Software is your healthcare clinic’s biggest vulnerability.
If you’re like most modern healthcare offices, you’re using multiple Electronic Health Record (EHR) platforms and software applications for your day-to-day operations:
- You might manage active schedules and patient accounts on one EHR platform while using an older legacy system for record storage;
- You might use third-party communication platforms such as Skype to speak with other team members;
- You may use internet browsing clients like Firefox or Chrome to look up information;
- And within these browsers, you might have active applets such as Adobe Flash or Java running in the background.
Of course, most of us can’t do without these tools any more. The inherent problem with these digital tools isn’t that we use them, it’s how we use them.
Unpatched Software Is Dangerous
Any office with EHRs and other web-based software applications needs to make cybersecurity a priority. Unfortunately, many healthcare clinics don’t understand the myriad ways their organizations are exposed to risk through these tools. One of the easiest ways to improve cybersecurity in this regard is to get acquainted with software patching alongside learning why outdated software is an IT threat to businesses.
What Is Patching?
Patching refers to the process of regularly updating software with the latest versions offered by the software developer. Depending on the size and complexity of the platform, these updates may be offered every few months or every few years.
These updates are necessary because, unfortunately, software development is an inexact science. Software bugs can exist in any software program, even those that have been carefully tested before release. These bugs disrupt the way the software functions and often creates security loopholes that malicious users can exploit.

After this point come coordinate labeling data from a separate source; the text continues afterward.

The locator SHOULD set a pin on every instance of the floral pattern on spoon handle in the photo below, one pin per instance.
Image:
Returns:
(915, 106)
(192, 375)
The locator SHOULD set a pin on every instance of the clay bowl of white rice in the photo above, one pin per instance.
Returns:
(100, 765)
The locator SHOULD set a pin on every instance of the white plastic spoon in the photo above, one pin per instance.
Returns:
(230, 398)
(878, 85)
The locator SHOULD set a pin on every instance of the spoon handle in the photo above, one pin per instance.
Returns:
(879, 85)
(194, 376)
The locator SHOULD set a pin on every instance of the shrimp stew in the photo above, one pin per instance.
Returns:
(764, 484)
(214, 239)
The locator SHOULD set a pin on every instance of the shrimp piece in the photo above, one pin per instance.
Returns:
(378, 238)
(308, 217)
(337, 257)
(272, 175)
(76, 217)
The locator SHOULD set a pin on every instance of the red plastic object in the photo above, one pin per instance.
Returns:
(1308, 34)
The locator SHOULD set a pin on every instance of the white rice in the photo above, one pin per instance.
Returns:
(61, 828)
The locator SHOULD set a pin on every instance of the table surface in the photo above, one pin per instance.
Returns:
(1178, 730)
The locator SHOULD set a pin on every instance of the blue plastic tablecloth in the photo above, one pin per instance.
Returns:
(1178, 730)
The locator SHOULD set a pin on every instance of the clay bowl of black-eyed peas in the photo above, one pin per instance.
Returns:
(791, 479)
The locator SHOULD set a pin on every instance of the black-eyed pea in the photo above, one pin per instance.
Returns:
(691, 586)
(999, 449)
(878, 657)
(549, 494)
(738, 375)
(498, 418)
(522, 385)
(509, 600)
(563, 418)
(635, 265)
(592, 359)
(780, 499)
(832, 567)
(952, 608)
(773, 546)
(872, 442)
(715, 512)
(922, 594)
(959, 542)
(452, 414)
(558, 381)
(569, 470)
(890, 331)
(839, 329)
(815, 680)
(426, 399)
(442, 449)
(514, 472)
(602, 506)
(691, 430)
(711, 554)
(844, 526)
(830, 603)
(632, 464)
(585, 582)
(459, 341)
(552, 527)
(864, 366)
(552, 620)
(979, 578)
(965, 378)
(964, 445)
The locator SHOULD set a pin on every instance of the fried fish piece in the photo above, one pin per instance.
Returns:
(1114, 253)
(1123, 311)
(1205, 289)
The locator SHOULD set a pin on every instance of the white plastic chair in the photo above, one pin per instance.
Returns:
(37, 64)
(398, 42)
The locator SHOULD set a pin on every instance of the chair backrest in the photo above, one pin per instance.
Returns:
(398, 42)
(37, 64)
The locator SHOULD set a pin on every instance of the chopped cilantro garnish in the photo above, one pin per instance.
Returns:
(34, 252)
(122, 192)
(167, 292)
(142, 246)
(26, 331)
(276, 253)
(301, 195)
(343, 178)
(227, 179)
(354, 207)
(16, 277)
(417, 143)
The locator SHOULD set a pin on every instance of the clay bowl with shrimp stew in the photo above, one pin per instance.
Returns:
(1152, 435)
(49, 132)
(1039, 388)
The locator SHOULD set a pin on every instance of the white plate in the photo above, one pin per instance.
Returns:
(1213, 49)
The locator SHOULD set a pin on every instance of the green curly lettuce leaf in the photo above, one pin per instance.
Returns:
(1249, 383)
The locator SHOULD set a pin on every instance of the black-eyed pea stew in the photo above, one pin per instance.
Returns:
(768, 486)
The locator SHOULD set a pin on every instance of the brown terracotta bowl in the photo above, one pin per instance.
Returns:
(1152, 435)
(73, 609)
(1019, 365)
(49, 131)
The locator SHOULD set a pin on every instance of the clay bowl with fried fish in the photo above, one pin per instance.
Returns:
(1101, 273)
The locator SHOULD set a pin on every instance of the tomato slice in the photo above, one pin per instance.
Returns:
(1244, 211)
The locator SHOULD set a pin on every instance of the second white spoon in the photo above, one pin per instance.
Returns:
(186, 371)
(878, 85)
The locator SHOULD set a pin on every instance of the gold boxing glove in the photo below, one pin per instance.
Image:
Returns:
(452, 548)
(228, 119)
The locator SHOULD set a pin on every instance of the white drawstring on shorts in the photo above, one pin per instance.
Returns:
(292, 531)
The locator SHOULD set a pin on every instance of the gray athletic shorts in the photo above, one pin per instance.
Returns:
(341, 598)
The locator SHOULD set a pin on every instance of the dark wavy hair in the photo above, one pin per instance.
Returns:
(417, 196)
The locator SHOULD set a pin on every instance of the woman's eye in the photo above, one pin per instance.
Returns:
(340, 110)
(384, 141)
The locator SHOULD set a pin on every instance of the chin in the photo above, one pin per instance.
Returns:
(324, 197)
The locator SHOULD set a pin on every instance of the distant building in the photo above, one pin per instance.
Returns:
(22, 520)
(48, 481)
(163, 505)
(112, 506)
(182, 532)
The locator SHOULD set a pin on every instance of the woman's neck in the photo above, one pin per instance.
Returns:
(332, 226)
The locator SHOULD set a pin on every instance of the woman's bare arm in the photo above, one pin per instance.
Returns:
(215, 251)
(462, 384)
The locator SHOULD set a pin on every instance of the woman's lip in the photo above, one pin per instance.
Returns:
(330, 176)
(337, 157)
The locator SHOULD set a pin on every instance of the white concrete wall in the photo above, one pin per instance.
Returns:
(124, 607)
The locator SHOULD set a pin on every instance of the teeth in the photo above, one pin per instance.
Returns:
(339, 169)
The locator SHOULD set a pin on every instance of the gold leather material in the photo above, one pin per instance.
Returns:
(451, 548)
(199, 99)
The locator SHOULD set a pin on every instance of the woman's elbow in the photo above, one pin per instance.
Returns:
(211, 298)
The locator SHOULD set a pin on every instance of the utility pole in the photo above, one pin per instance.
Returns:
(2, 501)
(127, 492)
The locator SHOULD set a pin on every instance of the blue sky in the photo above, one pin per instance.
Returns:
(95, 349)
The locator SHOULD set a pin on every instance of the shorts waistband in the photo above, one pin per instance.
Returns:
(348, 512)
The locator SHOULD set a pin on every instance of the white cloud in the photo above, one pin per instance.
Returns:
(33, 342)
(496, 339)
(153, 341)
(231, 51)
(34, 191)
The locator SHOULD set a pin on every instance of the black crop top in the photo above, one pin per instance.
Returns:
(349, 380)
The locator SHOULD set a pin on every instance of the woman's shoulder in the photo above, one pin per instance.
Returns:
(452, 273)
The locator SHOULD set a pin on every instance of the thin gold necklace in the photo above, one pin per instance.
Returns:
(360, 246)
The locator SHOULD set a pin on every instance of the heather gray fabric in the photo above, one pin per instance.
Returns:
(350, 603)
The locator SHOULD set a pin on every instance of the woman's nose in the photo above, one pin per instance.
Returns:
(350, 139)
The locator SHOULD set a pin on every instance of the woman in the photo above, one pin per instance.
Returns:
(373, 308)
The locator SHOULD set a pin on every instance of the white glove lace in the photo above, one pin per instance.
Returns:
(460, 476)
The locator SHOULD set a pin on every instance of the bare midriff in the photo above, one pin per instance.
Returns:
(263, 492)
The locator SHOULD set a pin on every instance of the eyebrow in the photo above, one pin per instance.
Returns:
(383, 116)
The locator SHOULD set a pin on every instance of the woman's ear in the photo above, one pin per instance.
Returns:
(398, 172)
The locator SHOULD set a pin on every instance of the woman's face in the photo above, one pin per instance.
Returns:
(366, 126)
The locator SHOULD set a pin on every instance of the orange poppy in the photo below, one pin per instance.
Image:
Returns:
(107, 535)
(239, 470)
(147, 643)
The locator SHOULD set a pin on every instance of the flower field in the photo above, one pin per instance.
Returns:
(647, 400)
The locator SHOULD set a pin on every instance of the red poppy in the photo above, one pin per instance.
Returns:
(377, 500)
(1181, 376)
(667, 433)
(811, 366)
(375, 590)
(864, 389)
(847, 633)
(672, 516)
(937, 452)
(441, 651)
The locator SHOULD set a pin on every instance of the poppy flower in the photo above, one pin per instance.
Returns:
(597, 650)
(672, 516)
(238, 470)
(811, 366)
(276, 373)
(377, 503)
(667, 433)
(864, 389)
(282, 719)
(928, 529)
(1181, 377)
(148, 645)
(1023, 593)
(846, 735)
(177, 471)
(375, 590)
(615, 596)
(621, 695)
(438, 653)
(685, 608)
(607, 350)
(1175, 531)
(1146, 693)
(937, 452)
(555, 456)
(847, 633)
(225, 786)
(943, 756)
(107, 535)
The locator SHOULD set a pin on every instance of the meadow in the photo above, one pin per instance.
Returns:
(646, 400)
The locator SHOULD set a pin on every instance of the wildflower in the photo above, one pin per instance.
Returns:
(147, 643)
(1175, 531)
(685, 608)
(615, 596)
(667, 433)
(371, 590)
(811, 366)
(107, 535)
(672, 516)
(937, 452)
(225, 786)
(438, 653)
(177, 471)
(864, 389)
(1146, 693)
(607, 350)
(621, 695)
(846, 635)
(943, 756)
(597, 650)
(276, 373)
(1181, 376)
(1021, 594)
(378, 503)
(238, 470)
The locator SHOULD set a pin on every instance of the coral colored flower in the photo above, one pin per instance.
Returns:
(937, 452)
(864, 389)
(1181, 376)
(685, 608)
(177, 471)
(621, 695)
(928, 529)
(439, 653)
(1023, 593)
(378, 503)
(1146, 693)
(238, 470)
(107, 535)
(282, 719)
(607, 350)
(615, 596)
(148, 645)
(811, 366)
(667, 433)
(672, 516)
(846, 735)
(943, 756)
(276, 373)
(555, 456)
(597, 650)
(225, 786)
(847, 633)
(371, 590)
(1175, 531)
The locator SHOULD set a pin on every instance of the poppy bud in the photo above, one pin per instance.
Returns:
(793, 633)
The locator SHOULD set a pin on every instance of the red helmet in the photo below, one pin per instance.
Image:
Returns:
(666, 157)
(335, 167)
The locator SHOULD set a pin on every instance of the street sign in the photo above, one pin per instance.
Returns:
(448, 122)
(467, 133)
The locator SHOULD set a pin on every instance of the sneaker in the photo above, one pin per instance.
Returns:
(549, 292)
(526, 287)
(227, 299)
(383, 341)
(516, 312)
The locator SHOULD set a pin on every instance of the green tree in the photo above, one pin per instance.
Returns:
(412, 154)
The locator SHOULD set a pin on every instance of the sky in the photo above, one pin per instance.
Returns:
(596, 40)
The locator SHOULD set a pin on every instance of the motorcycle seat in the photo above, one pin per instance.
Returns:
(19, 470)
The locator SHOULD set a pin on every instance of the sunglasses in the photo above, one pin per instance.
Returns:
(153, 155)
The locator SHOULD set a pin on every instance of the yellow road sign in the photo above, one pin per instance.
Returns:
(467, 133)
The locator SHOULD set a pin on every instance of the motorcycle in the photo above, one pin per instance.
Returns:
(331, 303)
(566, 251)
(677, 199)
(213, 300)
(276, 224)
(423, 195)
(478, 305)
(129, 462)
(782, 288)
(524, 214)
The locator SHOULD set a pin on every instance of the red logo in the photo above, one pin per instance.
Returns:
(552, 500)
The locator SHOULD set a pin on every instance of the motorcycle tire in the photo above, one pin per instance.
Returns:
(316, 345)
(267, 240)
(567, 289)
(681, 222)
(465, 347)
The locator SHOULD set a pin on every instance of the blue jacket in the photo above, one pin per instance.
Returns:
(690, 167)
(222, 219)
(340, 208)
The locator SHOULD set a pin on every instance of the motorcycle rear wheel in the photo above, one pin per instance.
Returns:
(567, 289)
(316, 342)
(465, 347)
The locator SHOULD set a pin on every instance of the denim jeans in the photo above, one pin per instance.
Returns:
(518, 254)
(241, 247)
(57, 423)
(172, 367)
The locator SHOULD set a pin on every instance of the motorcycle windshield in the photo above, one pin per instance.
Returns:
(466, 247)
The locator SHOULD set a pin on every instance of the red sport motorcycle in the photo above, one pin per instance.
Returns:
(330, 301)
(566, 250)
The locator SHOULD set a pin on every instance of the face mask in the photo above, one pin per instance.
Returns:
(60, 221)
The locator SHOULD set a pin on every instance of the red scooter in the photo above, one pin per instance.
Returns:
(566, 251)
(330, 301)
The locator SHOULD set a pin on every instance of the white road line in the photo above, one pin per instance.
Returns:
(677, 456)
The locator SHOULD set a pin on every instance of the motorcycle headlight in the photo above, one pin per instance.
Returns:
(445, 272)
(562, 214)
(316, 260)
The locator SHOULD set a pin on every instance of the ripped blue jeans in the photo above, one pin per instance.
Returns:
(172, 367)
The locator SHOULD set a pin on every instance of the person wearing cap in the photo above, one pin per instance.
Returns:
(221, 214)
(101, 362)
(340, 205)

In fact, the Department of Health and Human Services Office for Civil Rights (OCR) recently released a warning about this very issue, describing that under HIPAA, healthcare offices are responsible for protecting their electronic health information from misuse. Patching is a crucial aspect of this, as outdated software is an IT threat to businesses—and correcting newly-identified security issues is one of the key benefits of software patches.
The Risks of Unpatched Software
Failing to patch software is just one misstep in a long list of necessary cybersecurity protocols, but it’s one of the easiest things for busy clinicians to overlook.
- Data Theft and Malware Attacks Healthcare offices are at bigger risk than most from lax cybersecurity practices partially because health clinics store ePHI—electronic protected health information. Research indicates that healthcare organizations are some of the top targets of dangerous ransomware attacks that seize control a clinic’s system and attempt to extort users into paying a fee. Unpatched software creates vulnerabilities that hackers can use to launch these types of attacks.
- HIPAA Violations Of course, any data breach or loss of ePHI results in HIPAA violations—a risk that all clinicians know well. Reports suggest that in 2017 alone, nearly 175 million patient records were affected by data breaches, the bulk of which came from hacking/IT incidents levied against a company’s server. And while the average cost of these HIPAA violations vary based on size and type of breach, it’s never pretty.
- Legal Fees Depending on whether the loss of ePHI is considered negligent or not, healthcare organizations may be subject to legal fees or lawsuits as a result of their error. Remember the Anthem data breach back in 2015? The company ended up paying a total of $115 million to settle its outstanding legal fees—the biggest settlement for any data breach in history. And while Anthem’s breach was unprecedented in scale, smaller clinics are exposed to the same risk.
- Loss of Patient Trust Perhaps most damaging of all is the loss of patient trust that accompanies data breaches. Consumers take their privacy seriously, and the security of their personal health information even more so. A large-scale data breach can be disastrous for small healthcare clinics that rely on long-term patient relationships, personal connections, and word-of-mouth referrals.
Software Patching Best Practices
So, how do healthcare workers protect their offices from these vulnerabilities? Per the advice of the OCR’s above newsletter, clinics should implement patches with the following process:
- Evaluation: Evaluate each patch to determine if it applies to your software or system.
- Patch Testing: If possible, test patches on isolated systems to make sure they don’t produce any unforeseen or unwanted side effects, such as application disruption or instability.
- Approval: After the evaluative process, have IT personnel approve each for integration.
- Deployment: Patches should be scheduled for installation on live, or production systems.
- Verification: After deployment, continue testing and auditing the system to ensure that the patch was applied correctly.
Your clinic has enough to deal with—unpatched software shouldn’t be part of it. Keep these tips in mind to ensure your software isn’t exposing your clinic to undue risk.